If any doubts remain, consider how the New Testament treats the themes in Exodus 24:

-- If the blood of bulls and goats "sprinkled" on the people couldn't take away sins, so that they didn't have confidence to "come near" to God without dying, how about the blood of God's own Son? Hebrews 10:22: " ... let us draw near with a sincere heart in full assurance of faith, having our hearts sprinkled clean from an evil conscience ... "

-- Moses, upon sprinkling the blood of animals on the altar and the pillars, proclaimed, "Behold, the blood of the covenant ... " Jesus, taking a cup of wine on the last night he was with his disciples, told them, "Drink from it, all of you; for this is my blood of the covenant, which is to be shed on behalf of many for the forgiveness of sins."

-- The leaders of Israel saw a vision of God. We behold "the glory of the Lord" (2 Corinthians 3:18).

-- The leaders ate a meal in the presence of the Lord. Do we see Jesus sharing meals with anyone in the New Testament? All over the place! Most poignantly, we see him sharing a meal with his disciples on his last night. We, too, share a meal with God when we partake of "the Lord's Supper" (1 Corinthians 11:20), and we look forward to "the marriage supper of the Lamb" (Revelation 19:9).

-- The Lord said to Moses, "Come up to me." Jesus says, "Come to me, all who are weary and heavy laden, and I will give you rest" (Matthew 11:28).

-- The Lord showed Moses his heart as he wrote the 10 words onto stone tablets. The Lord has written his words "not on tablets of stone, but on the tablets of human hearts" (2 Corinthians 3:3). Thus, we see God's heart in a way that not even Moses could, as the Spirit continually shows us who God is.

So we can eat with the Lord. We can come near to the Lord. We can listen to the Lord. All of us. Before, there was a certain hierarchy. Jesus Christ has blown that hierarchy away. Consider Luke 15:1-2: "Now all the tax-gatherers and the sinners were coming near to listen to him. And both the Pharisees and the scribes began to grumble, saying, 'This man receives sinners and eats with them.'" Here we see Exodus 24 themes: coming near to the Lord; absorbing his word as Moses did; eating in the presence of the Lord. Who are the people doing these things? Tax-gatherers and sinners. The lowest of the low. The dregs of society. Before, you had to be a priest or an elder to take one step up the mountain, and even then you thought you might not make it back alive. The common people couldn't come up. When Jesus comes on the scene, he reaches even below the common people to the lowest of the low and catapults them into his presence:






"Come up to me," the Lord said to Moses. He intends not to destroy but to relate. "Come to me," Jesus says to us.

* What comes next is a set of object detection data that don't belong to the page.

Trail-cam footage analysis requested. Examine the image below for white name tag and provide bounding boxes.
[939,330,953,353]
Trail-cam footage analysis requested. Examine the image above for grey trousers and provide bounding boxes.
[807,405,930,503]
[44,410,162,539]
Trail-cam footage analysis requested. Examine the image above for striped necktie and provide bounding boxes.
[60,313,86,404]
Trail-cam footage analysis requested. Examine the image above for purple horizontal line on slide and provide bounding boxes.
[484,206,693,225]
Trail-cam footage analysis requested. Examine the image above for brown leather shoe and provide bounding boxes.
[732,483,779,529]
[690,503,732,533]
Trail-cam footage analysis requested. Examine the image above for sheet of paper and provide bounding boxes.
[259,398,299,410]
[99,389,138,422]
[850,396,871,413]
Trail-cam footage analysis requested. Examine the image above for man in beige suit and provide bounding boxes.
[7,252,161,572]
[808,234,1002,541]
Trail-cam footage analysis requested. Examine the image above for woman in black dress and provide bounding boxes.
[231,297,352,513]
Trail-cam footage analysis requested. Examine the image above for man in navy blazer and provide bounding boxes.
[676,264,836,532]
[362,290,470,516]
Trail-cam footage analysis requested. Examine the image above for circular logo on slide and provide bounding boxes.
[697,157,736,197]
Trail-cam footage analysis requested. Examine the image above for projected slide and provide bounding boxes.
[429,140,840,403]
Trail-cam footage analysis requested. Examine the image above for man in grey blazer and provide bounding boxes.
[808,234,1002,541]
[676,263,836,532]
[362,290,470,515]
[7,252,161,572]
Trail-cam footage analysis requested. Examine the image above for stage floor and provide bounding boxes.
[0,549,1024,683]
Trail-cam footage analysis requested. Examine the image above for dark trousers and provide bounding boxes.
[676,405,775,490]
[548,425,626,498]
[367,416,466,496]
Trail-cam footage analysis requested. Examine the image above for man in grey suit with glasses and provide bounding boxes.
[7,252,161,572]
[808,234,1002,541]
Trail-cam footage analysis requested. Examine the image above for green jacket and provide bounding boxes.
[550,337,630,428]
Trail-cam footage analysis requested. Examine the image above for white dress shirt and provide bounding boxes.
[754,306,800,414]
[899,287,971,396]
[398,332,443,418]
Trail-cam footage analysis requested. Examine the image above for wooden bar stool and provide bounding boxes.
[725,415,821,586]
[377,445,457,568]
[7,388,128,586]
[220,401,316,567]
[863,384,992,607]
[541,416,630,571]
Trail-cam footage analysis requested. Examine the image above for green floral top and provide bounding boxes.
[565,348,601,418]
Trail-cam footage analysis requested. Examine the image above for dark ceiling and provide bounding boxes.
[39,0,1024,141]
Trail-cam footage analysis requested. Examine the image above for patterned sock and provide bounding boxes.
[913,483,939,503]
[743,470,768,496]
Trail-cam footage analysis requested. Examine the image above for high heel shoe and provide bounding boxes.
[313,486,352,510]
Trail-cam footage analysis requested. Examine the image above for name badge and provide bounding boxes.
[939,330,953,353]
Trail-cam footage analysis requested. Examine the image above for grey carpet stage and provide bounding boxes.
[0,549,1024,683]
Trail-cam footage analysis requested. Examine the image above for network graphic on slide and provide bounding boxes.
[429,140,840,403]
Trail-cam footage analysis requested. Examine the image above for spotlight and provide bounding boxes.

Eugene Peterson's story doesn't end the day that he ran away in fear from Leonard Storm: "The Sunday after my disappointment at the edge of his field, Brother Storm called me over after worship and said, 'Little Pete' (he always called me 'Little Pete' -- I hated that), 'Little Pete, why didn't you come out in the field Thursday and ride the tractor with me?" I told him that I didn't know I could have, that I thought he was chasing me away. He said, 'I called you to come. I waved for you to come. Why did you leave?" I said that I didn't know that was what he was doing. ...

"A few days after my disappointment at the edge of his field and his reprimand in church, I was back at the fence, watching, hoping I might get a second chance. The giant Norwegian saw me, stopped the tractor and did it again, made that sweeping motion of invitation. I was through the barbed wire in a flash, running across the furrowed field and then up on the big green John Deere. He let me stand in front of him, holding the steering wheel, pulling the plow down that long stretch of field, my smallness now absorbed into his largeness."

When the Lord beckons, it may look big and scary; it may look like he wants to inflict damage. It may look like his holiness is going to destroy our sinfulness. But the blood of his Son removes all doubt, because it removes all sinfulness and it proves beyond question that God intends to relate, not destroy. So, jump up onto the tractor! Come up to the Lord.